Sex and Sensibility by Julie Burchill
A collection of gems from celebrated scribe Julie Burchill, she takes aim at cultural trends and social tribes of the eighties and early nineties, inventing some of her own along the way. The Sex Zombie, “in a dress as tight as a tourniquet, as black as a bruise”, and the Phantom Nympho – “here she is again – large as life and twice as louche”. Never afraid to take down her own sex, Burchill is nonetheless a feminist by way of her uncompromising spirit and her achievements. Full of stunning bon mots – “she drags feminism along casually in her slinking stride like a cave woman who has just killed her dinner” – her throwaway comment on Madonna could just as well be applied to herself. She gives her unique take on the two other key female figures of those decades – Princess Diana, who “now outshines Madonna as pop’s brightest spark” and Margaret Thatcher, the iron lady, no friend of feminism but “what she has done has proved it can be done”.
If you were there you will be gripped by the sheer audacity and brilliance of Burchill’s wit, and if you weren’t this book will tell you all you need to know about Thatcher’s Britain.

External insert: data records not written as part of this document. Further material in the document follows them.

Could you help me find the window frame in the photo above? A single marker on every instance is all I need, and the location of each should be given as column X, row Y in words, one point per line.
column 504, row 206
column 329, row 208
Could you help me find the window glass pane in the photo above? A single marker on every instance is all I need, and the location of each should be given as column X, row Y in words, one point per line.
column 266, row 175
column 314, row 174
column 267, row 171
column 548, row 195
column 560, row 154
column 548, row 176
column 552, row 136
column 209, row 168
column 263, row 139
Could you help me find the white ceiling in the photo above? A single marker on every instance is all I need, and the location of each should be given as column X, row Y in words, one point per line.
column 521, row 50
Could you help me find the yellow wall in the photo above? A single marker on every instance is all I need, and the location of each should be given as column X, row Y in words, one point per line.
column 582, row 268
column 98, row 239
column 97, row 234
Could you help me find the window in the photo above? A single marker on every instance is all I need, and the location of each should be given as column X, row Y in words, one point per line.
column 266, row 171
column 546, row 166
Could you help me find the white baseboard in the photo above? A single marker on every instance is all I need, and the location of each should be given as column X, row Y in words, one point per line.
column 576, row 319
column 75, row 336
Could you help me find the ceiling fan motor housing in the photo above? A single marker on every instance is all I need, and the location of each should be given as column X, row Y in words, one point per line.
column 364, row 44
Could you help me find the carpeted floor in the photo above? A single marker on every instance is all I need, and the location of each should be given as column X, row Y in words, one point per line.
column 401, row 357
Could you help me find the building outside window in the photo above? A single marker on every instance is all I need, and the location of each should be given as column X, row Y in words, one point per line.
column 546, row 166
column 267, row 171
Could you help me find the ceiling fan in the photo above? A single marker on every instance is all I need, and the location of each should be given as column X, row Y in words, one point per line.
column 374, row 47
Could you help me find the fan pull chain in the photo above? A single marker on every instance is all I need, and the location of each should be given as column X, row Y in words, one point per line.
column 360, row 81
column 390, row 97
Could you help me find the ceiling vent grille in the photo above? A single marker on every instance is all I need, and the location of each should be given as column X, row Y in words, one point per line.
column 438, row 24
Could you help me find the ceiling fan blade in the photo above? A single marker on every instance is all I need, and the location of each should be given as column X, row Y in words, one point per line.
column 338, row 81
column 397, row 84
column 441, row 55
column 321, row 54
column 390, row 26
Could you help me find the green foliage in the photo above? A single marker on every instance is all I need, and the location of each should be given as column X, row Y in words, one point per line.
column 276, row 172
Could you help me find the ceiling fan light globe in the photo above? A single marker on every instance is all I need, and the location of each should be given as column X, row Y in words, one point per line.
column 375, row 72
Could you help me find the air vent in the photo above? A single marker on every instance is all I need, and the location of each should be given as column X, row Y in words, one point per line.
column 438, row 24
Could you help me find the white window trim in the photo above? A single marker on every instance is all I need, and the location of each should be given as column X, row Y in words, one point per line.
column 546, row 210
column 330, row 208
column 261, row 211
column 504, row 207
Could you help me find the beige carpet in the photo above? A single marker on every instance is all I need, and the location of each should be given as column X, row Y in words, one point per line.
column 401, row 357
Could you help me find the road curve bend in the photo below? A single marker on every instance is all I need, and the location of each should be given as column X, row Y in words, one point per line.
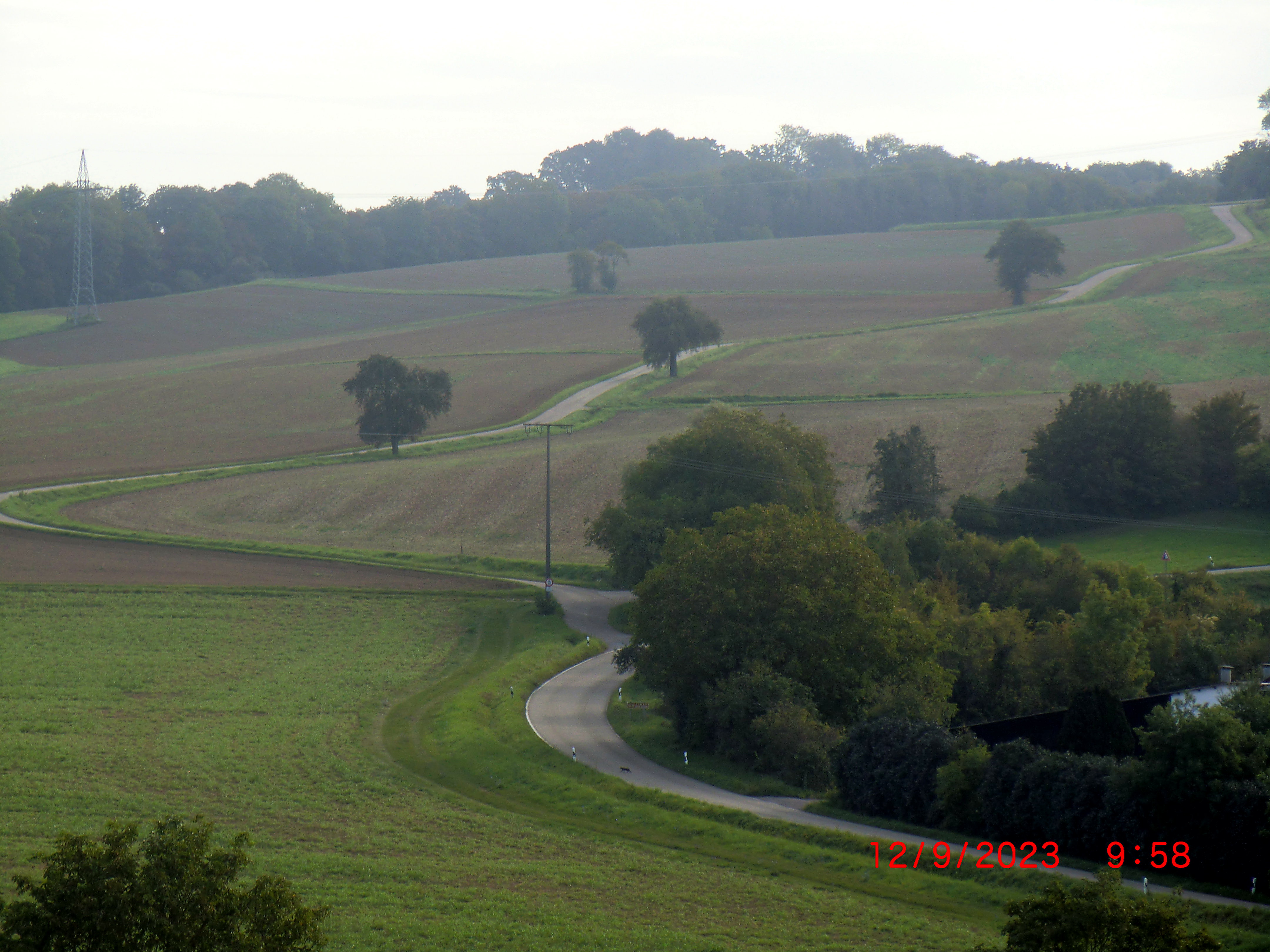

Burchill has achieved an unprecedented level of fame as a print journalist, from when she started at the New Musical Express aged just sixteen and then as an international best selling novelist with Ambition. Always entertaining, uniquely perceptive and often hilarious, she is one of the great writers of our time.
Julie Burchill arrived in London aged 16, having won a job at the New Musical Express. She has since written for numerous publications including The Spectator, The Literary Review and The Sunday Times, and is among the best known journalists of our time. She has also written a number of novels, including Sugar Rush which was adapted for TV, and an autobiography.